Thursday, April 29, 2010

Friday The 13th Part VII: The New Blood


Once you're this far into a series, you have to do something to reward people for their loyalty, devotion, or lack of other things to do. Part VI of the series, Jason Lives gets points for effort for injecting some humour into its stagnating formula of the dispensation of horny teenagers. Then The New Blood comes out and it's all back to the same nonsense. Despite throwing in the unbelievable-even-in-a-series-where-a-dead-guy-won't-stay-dead concept of a telekinetic protagonist, the movie features a tired story, disappointing violence, and embarrassing attempts to cover these other elements up.

By this point, we know that nearly everyone we meet in the movie, except usually the lead and their love interest, is going to die. Unfortunately, the form of slasher films (as well as their continued sequelification) seemingly insists on the bad guy either winning or losing before coming back for one final scare before the credits roll. We know the formula and so do the film-makers. Somewhere along the line, however, Freddy, Jason, Michael, Jigsaw, and company stopped being bad guys, and "horror" films became a study of the inventiveness of how our beloved characters would go about dispatching their prey. The New Blood is a perfect example of this. The only characters I felt anything for irritated me enough that I was somehow more apathetic when they were killed. The movie doesn't bother building sympathy for anyone because everyone knows that they're going to die anyway. Nowadays, what makes a character in a slasher flick really stand out is that you don't want to see them die (see Aaron Yoo's character, Chewie, in the remake of the original). Without such characters, the film's enjoyableness hinges on the morally reprehensible originality of its kills. And, for The New Blood, that flops too.
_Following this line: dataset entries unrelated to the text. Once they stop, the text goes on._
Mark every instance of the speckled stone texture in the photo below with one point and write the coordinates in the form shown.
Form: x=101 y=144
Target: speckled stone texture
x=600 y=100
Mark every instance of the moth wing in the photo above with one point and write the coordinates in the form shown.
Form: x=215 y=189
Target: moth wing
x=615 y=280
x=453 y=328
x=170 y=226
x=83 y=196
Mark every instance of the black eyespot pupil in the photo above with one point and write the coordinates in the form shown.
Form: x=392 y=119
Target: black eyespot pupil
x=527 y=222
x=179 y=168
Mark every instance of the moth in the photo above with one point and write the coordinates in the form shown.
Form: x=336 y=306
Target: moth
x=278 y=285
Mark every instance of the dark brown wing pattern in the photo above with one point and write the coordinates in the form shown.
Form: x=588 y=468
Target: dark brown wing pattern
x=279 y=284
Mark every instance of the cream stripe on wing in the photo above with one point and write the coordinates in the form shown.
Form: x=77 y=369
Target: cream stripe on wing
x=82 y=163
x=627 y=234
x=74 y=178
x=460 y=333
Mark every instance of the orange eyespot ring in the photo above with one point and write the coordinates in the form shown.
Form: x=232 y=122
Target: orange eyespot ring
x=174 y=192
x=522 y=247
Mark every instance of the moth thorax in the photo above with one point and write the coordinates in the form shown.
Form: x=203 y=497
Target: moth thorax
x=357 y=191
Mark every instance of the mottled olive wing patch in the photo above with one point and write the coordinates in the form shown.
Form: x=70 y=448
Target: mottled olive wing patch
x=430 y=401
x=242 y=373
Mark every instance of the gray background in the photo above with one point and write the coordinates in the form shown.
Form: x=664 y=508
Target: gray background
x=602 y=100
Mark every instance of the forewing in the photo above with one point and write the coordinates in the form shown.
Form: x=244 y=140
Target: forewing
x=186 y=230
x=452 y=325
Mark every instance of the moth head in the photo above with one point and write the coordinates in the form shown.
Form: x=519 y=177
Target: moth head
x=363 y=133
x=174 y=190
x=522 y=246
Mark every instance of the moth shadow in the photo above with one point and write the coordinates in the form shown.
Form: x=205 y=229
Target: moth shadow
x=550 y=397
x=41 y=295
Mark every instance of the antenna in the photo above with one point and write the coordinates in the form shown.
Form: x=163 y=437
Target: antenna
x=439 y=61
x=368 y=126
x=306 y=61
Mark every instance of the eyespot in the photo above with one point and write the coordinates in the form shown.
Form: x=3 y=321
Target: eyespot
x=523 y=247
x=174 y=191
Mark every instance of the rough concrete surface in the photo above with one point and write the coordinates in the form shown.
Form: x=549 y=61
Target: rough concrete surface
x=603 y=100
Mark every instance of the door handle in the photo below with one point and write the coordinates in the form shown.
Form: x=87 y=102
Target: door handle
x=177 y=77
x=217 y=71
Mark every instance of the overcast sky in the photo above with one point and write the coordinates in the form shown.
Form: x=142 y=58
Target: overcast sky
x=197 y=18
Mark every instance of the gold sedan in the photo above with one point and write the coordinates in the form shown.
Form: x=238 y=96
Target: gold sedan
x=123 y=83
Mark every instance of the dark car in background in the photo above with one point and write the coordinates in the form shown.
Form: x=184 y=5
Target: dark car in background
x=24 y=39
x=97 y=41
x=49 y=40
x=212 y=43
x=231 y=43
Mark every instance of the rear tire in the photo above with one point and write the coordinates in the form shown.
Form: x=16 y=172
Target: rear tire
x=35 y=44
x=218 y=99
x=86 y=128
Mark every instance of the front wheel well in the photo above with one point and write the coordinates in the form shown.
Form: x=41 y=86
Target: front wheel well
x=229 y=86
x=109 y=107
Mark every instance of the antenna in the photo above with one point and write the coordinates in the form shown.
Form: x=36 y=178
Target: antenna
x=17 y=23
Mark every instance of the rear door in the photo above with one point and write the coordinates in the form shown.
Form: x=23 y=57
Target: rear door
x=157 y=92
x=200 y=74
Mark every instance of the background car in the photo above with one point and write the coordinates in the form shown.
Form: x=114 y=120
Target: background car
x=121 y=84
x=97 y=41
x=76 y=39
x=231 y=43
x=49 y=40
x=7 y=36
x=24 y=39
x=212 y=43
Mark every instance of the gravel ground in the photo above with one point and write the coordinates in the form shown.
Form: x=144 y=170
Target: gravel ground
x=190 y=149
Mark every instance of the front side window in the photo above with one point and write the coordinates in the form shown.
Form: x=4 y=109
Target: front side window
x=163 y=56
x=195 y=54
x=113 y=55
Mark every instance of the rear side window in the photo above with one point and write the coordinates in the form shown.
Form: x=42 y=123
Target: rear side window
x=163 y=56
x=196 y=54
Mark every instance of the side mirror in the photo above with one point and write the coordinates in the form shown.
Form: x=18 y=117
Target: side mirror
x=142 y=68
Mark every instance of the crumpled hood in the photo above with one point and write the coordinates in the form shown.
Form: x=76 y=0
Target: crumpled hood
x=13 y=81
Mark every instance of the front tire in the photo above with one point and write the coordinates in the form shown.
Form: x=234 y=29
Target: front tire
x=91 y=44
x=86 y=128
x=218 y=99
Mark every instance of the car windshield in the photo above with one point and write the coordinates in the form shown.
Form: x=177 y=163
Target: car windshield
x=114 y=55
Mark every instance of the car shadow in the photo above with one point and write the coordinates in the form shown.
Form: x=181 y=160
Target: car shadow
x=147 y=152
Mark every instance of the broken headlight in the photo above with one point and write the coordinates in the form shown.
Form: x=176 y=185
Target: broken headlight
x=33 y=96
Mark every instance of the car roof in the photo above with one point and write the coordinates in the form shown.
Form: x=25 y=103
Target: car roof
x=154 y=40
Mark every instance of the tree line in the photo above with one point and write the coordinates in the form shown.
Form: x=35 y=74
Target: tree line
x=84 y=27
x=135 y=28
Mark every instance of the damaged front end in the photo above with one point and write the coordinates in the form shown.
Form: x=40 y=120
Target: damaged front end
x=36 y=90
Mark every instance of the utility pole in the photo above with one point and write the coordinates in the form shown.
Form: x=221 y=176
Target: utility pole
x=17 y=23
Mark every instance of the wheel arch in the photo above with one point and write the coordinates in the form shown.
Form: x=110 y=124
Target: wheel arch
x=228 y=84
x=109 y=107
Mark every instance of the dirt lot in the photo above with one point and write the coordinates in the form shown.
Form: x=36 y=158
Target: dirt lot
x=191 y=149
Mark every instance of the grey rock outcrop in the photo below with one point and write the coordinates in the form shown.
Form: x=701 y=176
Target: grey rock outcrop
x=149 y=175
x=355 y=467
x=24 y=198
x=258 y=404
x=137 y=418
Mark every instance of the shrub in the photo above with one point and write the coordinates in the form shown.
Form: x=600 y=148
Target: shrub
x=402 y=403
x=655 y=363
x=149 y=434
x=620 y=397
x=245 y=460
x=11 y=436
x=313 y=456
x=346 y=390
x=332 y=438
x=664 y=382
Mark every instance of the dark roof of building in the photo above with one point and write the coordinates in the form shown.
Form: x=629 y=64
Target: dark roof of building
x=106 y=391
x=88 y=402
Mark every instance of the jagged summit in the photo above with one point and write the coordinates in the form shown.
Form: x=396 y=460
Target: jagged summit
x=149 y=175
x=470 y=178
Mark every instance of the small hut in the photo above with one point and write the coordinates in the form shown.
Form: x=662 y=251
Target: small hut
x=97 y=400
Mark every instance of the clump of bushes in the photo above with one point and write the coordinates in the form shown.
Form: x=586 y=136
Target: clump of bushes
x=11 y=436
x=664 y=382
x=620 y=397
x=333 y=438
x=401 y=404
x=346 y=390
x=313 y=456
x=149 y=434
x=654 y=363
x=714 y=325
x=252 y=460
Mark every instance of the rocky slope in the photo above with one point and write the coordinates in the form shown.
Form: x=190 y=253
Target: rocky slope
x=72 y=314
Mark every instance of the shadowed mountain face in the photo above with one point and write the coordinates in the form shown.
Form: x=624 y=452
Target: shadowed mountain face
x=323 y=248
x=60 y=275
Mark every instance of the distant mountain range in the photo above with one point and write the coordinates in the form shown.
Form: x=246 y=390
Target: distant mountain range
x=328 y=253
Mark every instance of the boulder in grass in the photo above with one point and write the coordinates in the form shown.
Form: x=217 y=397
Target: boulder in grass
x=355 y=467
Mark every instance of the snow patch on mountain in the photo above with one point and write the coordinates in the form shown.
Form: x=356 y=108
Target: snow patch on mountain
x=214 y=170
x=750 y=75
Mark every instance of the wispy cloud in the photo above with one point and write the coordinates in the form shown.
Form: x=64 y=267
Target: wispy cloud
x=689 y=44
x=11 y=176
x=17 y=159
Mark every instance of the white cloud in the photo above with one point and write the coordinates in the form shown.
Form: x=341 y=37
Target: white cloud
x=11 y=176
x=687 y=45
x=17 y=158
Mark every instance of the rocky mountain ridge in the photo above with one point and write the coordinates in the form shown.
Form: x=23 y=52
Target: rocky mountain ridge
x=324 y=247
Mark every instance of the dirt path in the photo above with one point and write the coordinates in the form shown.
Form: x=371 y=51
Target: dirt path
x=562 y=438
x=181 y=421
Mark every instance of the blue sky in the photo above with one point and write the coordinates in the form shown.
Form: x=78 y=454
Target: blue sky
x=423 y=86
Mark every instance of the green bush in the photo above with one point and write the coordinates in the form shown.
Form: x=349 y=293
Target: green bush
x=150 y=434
The second worst thing that happened to this movie (the first being that someone decided to make it) was the process it went through in earning its rating. Based on what I've read on imdb and wikipedia, the original cut of the film was much more brutal in its violence. In going through the painstaking process of sanitizing the film to earn a marketable R-rating, pretty much any scene that would have salvaged the movie (at least to those bloodthirsy folks who get pleasure out of watching somebody be stabbed in the eye with a party whistle and having blood and other viscera spewing out of its horn) was cut or trimmed. Reading the list of deleted scenes allows you the ability to visual what those kills would have looked like, leaving you to imagine what the movie should have looked like.

In case I am not getting across the point of how little I enjoyed most of this movie, after about halfway through, I had to switch the audio track over to the director's commentary in order to remind myself that people willingly participated in its creation. It's not until the last ten minutes, when the aforementioned telekinetic girl finally has her showdown with Jason that the movie becomes watchable. Here, the psychic stuff becomes temporarily forgivable, the thrills are a bit more legitimate, Jason's face is revealed to disturbing results. Oh, and there's a huge explosion. But alas, the momentum can't hold, and the climax ends with one of the stupidest "twists" I have ever seen. Cue protagonist and love interest being rolled away in an ambulance, roll credits, and there you have it: a movie that seemingly exists as a warning to other series about what happens when your franchise suffers from a sequel-abuse problem.